Here are the key features of Grammarly:
Better Writing Made Easy – Grammarly makes you a better writer by finding and correcting up to 10 times more mistakes than your word processor.
Eliminate Errors – Instantly fix over 250 types of errors, most of which Microsoft Word® can’t find.
Enhance Clarity and Meaning – Find the perfect word every time with context-optimized synonym suggestions.
Become a Better Writer – Learn about your mistakes so that you can avoid them next time.
Write Anywhere – Whether you’re writing emails, essays, or social media posts, Grammarly has your back.
With the web app working in minutes I was able to start checking my writing.
My Grammarly test
As I mentioned earlier, I often use Microsoft Word as my Spelling and Grammar check. So I decided to see what Grammarly could find wrong with my writing that MS Word had been unable to detect.
Recently, I wrote a guest post on How To Boost Your Blog Performance with Google Analytics. I decided I would upload my original word document into Grammarly to test what it could find.
- Grammarly scanned the document and found 2466 words, 26 critical issues and a further 49 advanced issues:
- Grammarly highlighted the type of mistakes in the sidebar option:
- Grammarly found two issues in the very first sentence of my blog post:
- Grammarly provided further background information on each issue to help understand the mistake:
Starting at the top of my document I step through each issue that Grammarly has highlighted and decide whether to accept or ignore the correction.
I was surprised to see so many issues highlighted in Grammarly that Microsoft Word had not picked up.
Grammarly – Free or Premium?
Like all FREEMIUM software products, you get a good range of features included in the FREE version.
Grammarly offers paid plans from $11.66/month.
Here’s what you get if you choose to invest in the PREMIUM version:
Here are the Premium features of Grammarly:
- Speciality Checking – get the most accurate and relevant corrections for your specific writing style
- Plagiarism – finds unoriginal text by checking against a database of over 8 million web pages
- Vocabulary Enhancement – provides vocabulary enhancement suggestions to diversify your writing.
- Professional Proofreading – a professional proofreader is ready to check your document right now. This an additional service on top of the Premium account.
Why you should get Grammarly
Since installing Grammarly, I’ve had a constant companion when writing on the web; whether it’s a blog post, an email, or a social media update.
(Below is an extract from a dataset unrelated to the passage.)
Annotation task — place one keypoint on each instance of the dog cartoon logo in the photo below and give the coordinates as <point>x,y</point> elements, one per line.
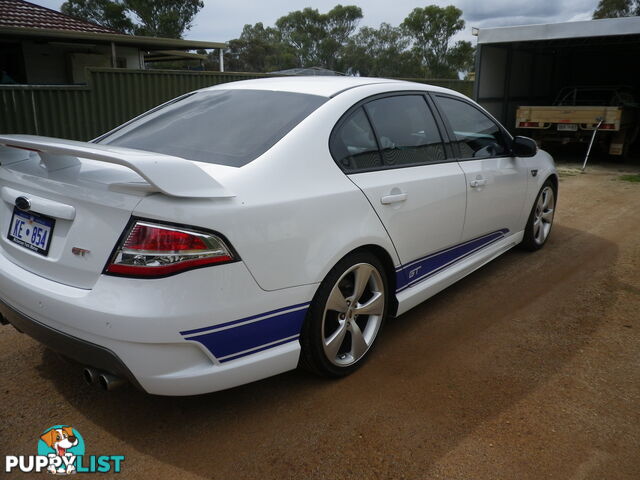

It’s there just nudging and prompting me to write better, and more importantly, correctly.
Sure, Grammarly isn’t perfect – no proofreading software is – but it can be incredibly helpful.
Grammarly is available as a free tool and I recommend that you at least try the free version to improve your writing too. It is so simple to install and use that it will not take up any of your time to learn and the end result will be a more polished piece of content.
If you like the free version, then I’m sure you will like the paid version too, especially as they have very competitive prices for quarterly and annual payment plans.